As part of this initiative, a subset of merchants and their products will receive automatic labeling, factoring in criteria like product count and web traffic. Small businesses will also have the flexibility to opt in or out through Merchant Center or Google Business Profile. For those on Shopify or Etsy, Google has partnered with both platforms to identify eligible sellers.
Madrigal noted that in 2022, Google Business Profile supported more than 2.3 billion free connections each month, including maps, directions, and phone calls. Furthermore, over the last two years, the number of product listings in Google’s Merchant Center has doubled, resulting in a vast global inventory of 35 billion product listings. With that, the Google team is hoping its next new feature — “knowledge panel for merchants” — will only build upon that momentum.
Madrigal acknowledged that, while the current knowledge panel builds connections, it could be better. Madrigal pointed out that when consumers search for products, the available information often focuses on corporate details that may not be very helpful, like location and employee count, rather than essential details like store hours.
To address this, Google Shopping aims to provide valuable information for all eCommerce businesses, regardless of their size, with a focus on aiding shoppers’ decision-making through it knowledge panel for merchants tool.
“We will display returns policies in the U.S. We’ll also showcase promotional details, including promotions and deals, as well as the various channels available for engaging with this specific merchant, including customer support channels, etc.,” Madrigal said.
Madrigal said this feature enriches the information accessible to shoppers when they search for specific merchants on Google Search and will bolster consumer trust and familiarity with businesses.

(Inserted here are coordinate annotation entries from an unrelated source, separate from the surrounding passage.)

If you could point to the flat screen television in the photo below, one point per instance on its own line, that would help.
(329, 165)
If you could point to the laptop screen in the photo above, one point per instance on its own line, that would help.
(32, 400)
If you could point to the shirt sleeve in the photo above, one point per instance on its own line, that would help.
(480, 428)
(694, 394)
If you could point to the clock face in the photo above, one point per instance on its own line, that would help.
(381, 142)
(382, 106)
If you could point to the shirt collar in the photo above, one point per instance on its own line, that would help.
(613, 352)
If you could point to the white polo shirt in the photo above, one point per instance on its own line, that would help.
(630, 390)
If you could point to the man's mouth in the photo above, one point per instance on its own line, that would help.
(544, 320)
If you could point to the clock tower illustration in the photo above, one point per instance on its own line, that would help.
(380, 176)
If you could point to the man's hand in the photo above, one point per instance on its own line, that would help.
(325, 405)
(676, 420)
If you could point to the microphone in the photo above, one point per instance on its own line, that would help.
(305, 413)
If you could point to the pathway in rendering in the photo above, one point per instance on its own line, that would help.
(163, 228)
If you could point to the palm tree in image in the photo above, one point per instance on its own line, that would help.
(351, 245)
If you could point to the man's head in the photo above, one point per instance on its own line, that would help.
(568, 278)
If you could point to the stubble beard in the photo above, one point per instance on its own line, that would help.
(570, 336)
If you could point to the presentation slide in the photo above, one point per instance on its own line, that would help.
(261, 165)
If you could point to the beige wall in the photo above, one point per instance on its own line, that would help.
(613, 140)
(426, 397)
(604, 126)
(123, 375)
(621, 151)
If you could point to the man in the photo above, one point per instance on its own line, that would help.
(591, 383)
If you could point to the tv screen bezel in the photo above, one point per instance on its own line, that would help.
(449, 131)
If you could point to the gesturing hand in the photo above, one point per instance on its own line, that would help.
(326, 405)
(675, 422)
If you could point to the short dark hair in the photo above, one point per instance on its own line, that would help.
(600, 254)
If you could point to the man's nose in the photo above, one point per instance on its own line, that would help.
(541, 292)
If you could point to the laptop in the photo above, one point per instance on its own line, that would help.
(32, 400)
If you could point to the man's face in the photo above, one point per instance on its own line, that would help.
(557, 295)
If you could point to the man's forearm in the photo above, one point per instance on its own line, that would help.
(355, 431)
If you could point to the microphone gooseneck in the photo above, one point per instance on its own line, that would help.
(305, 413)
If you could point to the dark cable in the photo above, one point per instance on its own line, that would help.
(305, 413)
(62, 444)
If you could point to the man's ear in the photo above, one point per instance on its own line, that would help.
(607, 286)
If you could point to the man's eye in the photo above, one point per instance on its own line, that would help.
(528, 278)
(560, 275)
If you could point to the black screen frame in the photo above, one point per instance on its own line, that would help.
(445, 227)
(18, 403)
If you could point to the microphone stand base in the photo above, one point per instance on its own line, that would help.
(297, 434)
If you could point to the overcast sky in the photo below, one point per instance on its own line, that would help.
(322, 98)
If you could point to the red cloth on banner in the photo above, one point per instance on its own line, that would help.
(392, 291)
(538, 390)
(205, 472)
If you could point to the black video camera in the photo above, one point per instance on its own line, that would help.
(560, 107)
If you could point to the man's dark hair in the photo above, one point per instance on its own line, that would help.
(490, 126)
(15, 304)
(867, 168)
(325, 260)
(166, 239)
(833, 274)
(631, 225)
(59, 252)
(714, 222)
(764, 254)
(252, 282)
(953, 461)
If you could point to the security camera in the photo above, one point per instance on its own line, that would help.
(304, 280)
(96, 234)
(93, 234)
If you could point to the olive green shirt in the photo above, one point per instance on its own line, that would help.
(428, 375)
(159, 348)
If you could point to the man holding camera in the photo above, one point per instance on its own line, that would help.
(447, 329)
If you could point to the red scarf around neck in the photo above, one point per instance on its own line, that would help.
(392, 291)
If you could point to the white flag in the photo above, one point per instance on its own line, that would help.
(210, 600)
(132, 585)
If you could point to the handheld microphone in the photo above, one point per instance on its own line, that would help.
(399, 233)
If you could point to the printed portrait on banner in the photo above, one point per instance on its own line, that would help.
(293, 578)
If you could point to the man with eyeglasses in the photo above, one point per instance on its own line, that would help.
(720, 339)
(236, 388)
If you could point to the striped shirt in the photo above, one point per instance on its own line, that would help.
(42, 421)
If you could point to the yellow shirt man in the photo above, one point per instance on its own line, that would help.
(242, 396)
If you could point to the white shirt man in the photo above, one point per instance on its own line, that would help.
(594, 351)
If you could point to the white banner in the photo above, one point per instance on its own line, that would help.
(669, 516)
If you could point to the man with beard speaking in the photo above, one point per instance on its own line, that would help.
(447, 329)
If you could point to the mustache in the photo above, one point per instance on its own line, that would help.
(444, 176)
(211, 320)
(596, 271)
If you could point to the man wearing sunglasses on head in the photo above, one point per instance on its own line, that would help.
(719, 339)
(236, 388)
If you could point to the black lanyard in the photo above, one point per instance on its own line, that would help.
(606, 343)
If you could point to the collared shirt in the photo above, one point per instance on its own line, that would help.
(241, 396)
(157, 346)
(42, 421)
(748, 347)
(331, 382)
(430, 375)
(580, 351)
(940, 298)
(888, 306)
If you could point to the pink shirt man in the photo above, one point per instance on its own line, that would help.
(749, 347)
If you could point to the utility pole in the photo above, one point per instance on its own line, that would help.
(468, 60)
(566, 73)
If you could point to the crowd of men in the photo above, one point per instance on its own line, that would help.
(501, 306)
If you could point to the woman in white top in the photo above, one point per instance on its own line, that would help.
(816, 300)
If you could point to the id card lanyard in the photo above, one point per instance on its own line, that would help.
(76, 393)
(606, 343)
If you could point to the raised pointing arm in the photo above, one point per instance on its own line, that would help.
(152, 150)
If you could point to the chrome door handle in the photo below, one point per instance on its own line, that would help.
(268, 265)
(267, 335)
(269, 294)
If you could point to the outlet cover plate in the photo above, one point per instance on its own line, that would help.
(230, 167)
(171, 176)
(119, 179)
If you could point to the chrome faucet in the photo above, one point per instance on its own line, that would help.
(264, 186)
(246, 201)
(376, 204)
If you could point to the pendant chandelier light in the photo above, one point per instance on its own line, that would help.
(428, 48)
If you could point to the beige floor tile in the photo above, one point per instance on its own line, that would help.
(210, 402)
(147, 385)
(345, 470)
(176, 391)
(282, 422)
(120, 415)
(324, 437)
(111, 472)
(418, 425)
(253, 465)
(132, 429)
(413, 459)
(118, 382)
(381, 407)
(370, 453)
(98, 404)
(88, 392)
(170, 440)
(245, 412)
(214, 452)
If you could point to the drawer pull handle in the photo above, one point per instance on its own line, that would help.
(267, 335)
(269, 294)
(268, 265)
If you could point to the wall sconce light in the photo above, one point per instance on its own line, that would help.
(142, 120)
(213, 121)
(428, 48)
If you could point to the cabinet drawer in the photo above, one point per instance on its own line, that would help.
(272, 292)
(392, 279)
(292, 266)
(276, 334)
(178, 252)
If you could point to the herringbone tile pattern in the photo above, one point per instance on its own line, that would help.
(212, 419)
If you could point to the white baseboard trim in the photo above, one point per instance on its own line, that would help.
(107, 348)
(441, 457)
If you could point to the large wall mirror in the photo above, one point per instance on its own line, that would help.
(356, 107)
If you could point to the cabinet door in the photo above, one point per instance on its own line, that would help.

Regarding valuable data for merchants, Google has made an investment in providing free market insights to aid in inventory management and purchasing choices. These insights offer predictive information on consumer demand based on search data. For example, merchants can identify high-demand products or categories during specific periods, like the holiday season, to inform their decisions and pricing strategies. These analytics are accessible to all merchants, with a particular advantage for small businesses.
Google introduced Product Studio in May, designed to simplify the creation of distinctive product imagery for merchants by harnessing the capabilities of generative artificial intelligence (AI). As a result, Product Studio has made it easier for merchants to generate captivating and unique visuals.
“Our goal in building tools for merchants is to bring Google’s unique expertise to merchants at scale and help them grow their business in a time when shopping is happening anytime, anywhere,” Madrigal said at the time of the launch.
“We hear from businesses that they find it challenging to stand out and connect with new customers. Eye catching unique content helps grab shoppers’ attention, but creating that content requires a lot of time and resources. Our teams have been building tools to help merchants meet shoppers where they are and put their best foot forward for years.”
Based on Google’s data from April 6, product listings that feature multiple images experience a significant boost in impressions (+76%) and clicks (+32) compared to those with only a single image.
Nevertheless, obtaining a variety of high-quality images can be a costly and time-consuming challenge for many businesses. To address this issue, Product Studio seeks to enable businesses of all sizes to leverage the benefits of generative AI, making it simple to create personalized and distinctive product imagery. Moreover, businesses can access and use Product Studio for free.
In recent months, early testers, including the small business Doppeltree, have been exploring Product Studio. Doppeltree, a skincare company, had a set of basic product images they were fond of, but they required additional content for their social media and eCommerce needs.
Doppeltree Co-Founder Tony Ouyang says that Product Studio’s free generative AI technology “allowed us to diversify our product imagery and produce high quality images in a fraction of the time it would usually take us to do it on our own or hire a photographer.”